In a series of one-two-three blows, George LeMieux's Senate campaign has been staggered by anemic fundraising, the specter of a big-name Republican jumping into the race and new court documents that make him a witness in the criminal case against the former governor's handpicked Republican Party of Florida chairman.
Now some are wondering how long LeMieux's campaign will last.
LeMieux knows he's struggling against U.S. Rep. Connie Mack of Fort Myers.
"Do I have an uphill climb? Sure I do," LeMieux said. "I'm not the front-runner in this race. I'm the underdog. Connie Mack IV is the establishment candidate."
LeMieux's campaign got even tougher this week when Florida Chief Financial Officer Jeff Atwater said he was considering entering the Republican race to unseat Democratic Sen. Bill Nelson.
As a statewide officeholder and solid fundraiser, Atwater would pose an immediate threat to Mack's top-dog status and would further threaten the viability of LeMieux's candidacy.
Mack, the namesake of a former senator and baseball manager, raised nearly three times the money last quarter as LeMieux, who reported Friday taking in just $305,000.
The day he reported his fundraising numbers, LeMieux was dealt another setback when he was mentioned in connection with the fraud case against former Republican Party of Florida chairman Jim Greer. Greer is accused of defrauding the party by setting up a dummy company and funneling some of the party's fundraising proceeds to himself.
Greer says he's innocent, and that the fundraising work he did saved the party money and was legitimate.
The state party's former finance chairman, Harry Sargeant, said in an affidavit released Friday that Greer's work appeared appropriate, and he suggested the fundraising idea was partly LeMieux's doing.

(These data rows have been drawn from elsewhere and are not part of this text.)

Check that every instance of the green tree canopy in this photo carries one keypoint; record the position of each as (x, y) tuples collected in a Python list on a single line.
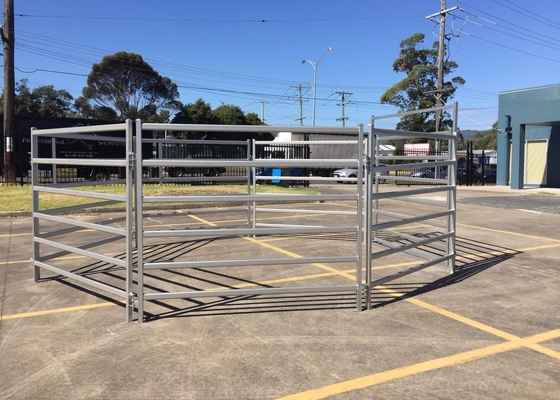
[(44, 101), (486, 140), (130, 86), (418, 90)]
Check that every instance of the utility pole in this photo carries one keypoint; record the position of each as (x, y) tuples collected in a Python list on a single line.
[(301, 101), (262, 108), (7, 33), (342, 103), (439, 91)]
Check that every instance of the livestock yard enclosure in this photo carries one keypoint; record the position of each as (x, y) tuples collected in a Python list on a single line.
[(165, 252)]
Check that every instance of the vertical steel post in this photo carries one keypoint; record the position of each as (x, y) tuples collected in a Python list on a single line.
[(368, 221), (35, 204), (452, 194), (359, 216), (139, 231), (129, 176)]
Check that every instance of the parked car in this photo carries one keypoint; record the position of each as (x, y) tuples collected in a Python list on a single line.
[(353, 173), (195, 171), (489, 176), (429, 172), (463, 177)]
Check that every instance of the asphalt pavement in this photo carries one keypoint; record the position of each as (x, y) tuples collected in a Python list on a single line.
[(489, 331)]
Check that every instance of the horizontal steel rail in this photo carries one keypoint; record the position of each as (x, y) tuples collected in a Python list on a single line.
[(248, 262), (420, 218), (79, 278), (408, 271), (81, 129), (80, 193), (106, 162), (82, 224), (393, 249), (425, 221), (303, 211), (78, 207), (77, 250), (248, 231), (249, 292), (248, 197), (258, 163), (250, 128)]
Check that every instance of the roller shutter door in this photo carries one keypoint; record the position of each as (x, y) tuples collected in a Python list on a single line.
[(535, 162)]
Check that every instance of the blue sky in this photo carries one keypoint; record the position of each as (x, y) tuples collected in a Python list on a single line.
[(248, 52)]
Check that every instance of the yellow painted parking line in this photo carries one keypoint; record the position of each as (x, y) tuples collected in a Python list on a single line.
[(55, 311), (423, 304), (509, 233), (470, 322), (426, 366)]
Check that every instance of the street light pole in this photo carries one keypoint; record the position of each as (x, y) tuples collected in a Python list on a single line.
[(315, 65)]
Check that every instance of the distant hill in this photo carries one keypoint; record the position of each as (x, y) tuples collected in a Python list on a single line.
[(468, 134)]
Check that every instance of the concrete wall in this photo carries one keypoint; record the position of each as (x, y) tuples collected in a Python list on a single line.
[(534, 114)]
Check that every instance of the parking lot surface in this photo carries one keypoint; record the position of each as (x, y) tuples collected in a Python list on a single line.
[(489, 331)]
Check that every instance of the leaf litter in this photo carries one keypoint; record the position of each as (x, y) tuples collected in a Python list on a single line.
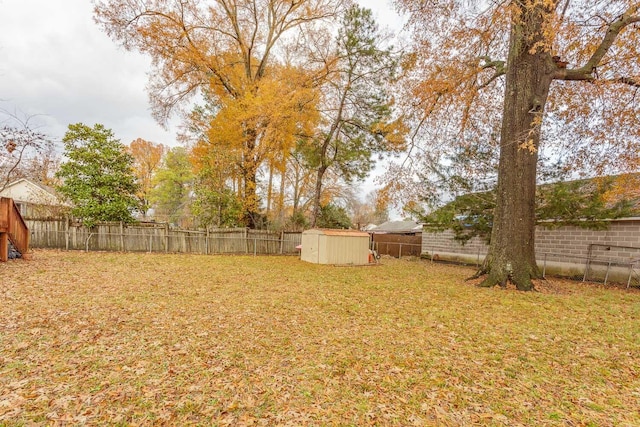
[(139, 339)]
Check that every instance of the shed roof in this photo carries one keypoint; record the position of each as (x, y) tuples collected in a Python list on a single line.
[(333, 232)]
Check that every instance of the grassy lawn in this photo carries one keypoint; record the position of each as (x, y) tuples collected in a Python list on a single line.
[(139, 339)]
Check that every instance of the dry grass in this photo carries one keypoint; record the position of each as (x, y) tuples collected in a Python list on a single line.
[(138, 339)]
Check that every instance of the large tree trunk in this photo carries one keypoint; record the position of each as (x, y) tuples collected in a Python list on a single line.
[(529, 75), (249, 176), (317, 195)]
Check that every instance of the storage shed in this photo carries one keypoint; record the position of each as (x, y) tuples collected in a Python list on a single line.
[(340, 247)]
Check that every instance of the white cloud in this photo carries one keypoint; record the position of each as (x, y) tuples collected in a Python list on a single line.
[(55, 62)]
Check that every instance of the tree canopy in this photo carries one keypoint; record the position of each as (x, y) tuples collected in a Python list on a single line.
[(501, 87), (97, 176)]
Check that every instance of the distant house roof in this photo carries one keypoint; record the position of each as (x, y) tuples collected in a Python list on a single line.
[(26, 190), (399, 227)]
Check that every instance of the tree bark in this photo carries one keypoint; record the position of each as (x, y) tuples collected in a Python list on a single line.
[(511, 256), (317, 195), (249, 175)]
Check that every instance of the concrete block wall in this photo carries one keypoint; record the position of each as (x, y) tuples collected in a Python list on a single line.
[(563, 249)]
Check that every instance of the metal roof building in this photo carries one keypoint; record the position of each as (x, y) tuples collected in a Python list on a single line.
[(338, 247)]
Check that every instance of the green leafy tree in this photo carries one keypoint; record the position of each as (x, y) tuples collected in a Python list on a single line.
[(356, 105), (98, 175), (171, 195)]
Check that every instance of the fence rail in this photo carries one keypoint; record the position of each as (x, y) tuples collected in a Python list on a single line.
[(152, 237)]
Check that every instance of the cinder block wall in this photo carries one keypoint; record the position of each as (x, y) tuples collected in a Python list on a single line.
[(567, 245)]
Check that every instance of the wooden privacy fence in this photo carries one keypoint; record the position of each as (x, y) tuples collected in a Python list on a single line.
[(397, 245), (154, 237), (12, 229)]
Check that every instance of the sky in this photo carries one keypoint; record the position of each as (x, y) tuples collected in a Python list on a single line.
[(57, 67)]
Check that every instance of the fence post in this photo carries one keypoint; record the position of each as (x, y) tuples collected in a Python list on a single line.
[(86, 243), (122, 236), (66, 242), (166, 237), (606, 276), (281, 242)]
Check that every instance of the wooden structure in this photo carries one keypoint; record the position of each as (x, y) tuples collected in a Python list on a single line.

"In late 2008, I had several discussions with Gov. Crist, George LeMieux and Greer regarding RPOF fundraising," Sargeant wrote in his sworn statement. "During the above-described late 2008 discussions, it was suggested that Greer and RPOF Executive Director Delmar Johnson should take over fundraising responsibility," Sargeant wrote, "and there would be compensation for same in addition to the existing compensation from the RPOF."
LeMieux denies Sargeant's insinuation that he knew about Greer's contract or that he was present when Greer was to get a cut of the action.
"It does not say 'LeMieux had a discussion,' " LeMieux said. "It doesn't say I was in that meeting," LeMieux said. "It was carefully drafted to leave you with that conclusion — carefully crafted by a lawyer who's trying to get this story written."
Greer's attorney, Damon Chase, said LeMieux is misreading the affidavit. "Those are Sargeant's words, not mine, not any lawyer's — in that affidavit," Chase said.
Greer says his problems stem from his support of Charlie Crist, who ultimately left the Republican Party as he waged an unsuccessful, negative campaign against Sen. Marco Rubio in 2010. Crist, now reviled by many Republicans, had appointed LeMieux to hold that Senate seat on an interim basis.
Greer's case is a stark reminder that LeMieux was Crist's right-hand man for years — a fact that, LeMieux says, is something he deals with daily on the campaign trail. "This case is bad for George's campaign," Chase said. "But it probably doesn't matter anyway; Connie Mack is going to kick his behind."
LeMieux said that's not a given because he's winning conservative Republican polls, and Mack is losing or ducking them because he doesn't want people to realize he's not his dad, a former senator.
"He has the golden name," LeMieux said. "He's running a campaign based on confusion. Connie Mack doesn't have the fitness or the character to serve in the U.S. Senate."
LeMieux noted that, despite Mack's fundraising edge, he only has $100,000 more in the bank with $1.3 million cash on hand.
But Mack's campaign manager, Jeff Cohen, pointed out in a written statement that his candidate has momentum, and LeMieux doesn't. "George LeMieux continues to raise less and less with each passing quarter, while Connie Mack raises more and more," Cohen said. "George LeMieux's weak fundraising performance is because his lackluster campaign of desperation has turned off supporters."